Mohon tunggu...
Peb
Peb Mohon Tunggu... Arsitek - Pembaca yang khusyuk dan penulis picisan. Dulu bercita-cita jadi Spiderman, tapi tak dibolehkan emak

Bersukarialah dengan huruf, kata dan kalimat. Namun jangan ambil yang jadi milik Tuhan, dan berikanlah yang jadi hak kaisar.

Selanjutnya

Tutup

Humaniora Artikel Utama

Sawah Jokowi Sampai ke Pedalaman Kalimantan Barat

21 Mei 2016   09:53 Diperbarui: 21 Mei 2016   11:54 3046
+
Laporkan Konten
Laporkan Akun
Kompasiana adalah platform blog. Konten ini menjadi tanggung jawab bloger dan tidak mewakili pandangan redaksi Kompas.
Lihat foto
Sawah milik warga pedalaman yang dikelola secara tradisional II sumber : dokumen pribadi

 Awal bulan Mei lalu saya ke pedalaman Kalimantan Barat, tempatnya di dusun Rentap Selatan, Kabupaten Sintang. Tempat ini merupakan permukiman suku Dayak Dessa (termasuk dalam Dayak Ibanic group) yang masih ada Rumah Panjangnya. 

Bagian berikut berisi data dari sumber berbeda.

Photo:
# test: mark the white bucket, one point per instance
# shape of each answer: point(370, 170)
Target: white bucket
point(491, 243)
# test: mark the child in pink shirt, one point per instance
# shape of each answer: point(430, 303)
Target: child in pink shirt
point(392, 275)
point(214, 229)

Jarak dari kota Pontianak ke Kabupaten Sintang 395 km, kemudian dari Kota Sintang ke dusun tersebut sekitar 60 km. Sekarang untuk mencapainya relatif mudah karena sudah ada akses jalannya. Total waktu saya tempuh 14 jam nyetir sendiri. Tentunya dengan beberapa kali istirahat.

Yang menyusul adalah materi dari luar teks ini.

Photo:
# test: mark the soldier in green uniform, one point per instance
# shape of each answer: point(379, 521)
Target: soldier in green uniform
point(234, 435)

Sudah hampir setahun saya tidak ke dusun itu. Tahun 2014 lalu saya tinggal di Rumah Panjang (Romah Panjai) selama setahun lebih dalam rangka penelitian Budaya Bermukim (etnografis). Kali ini saya datang dalam rangka melengkapi sejumlah data yang kurang, sekaligus silaturahmi dengan warga.

Saat sampai dan naik tangga Pumah Panjang saya disambut Kepala Dusun (Kadus). Kami bersalaman, begitu dengan beberapa warga yang berada di ruang Ruai (semacam selasar besar sebagai ruang bersama). 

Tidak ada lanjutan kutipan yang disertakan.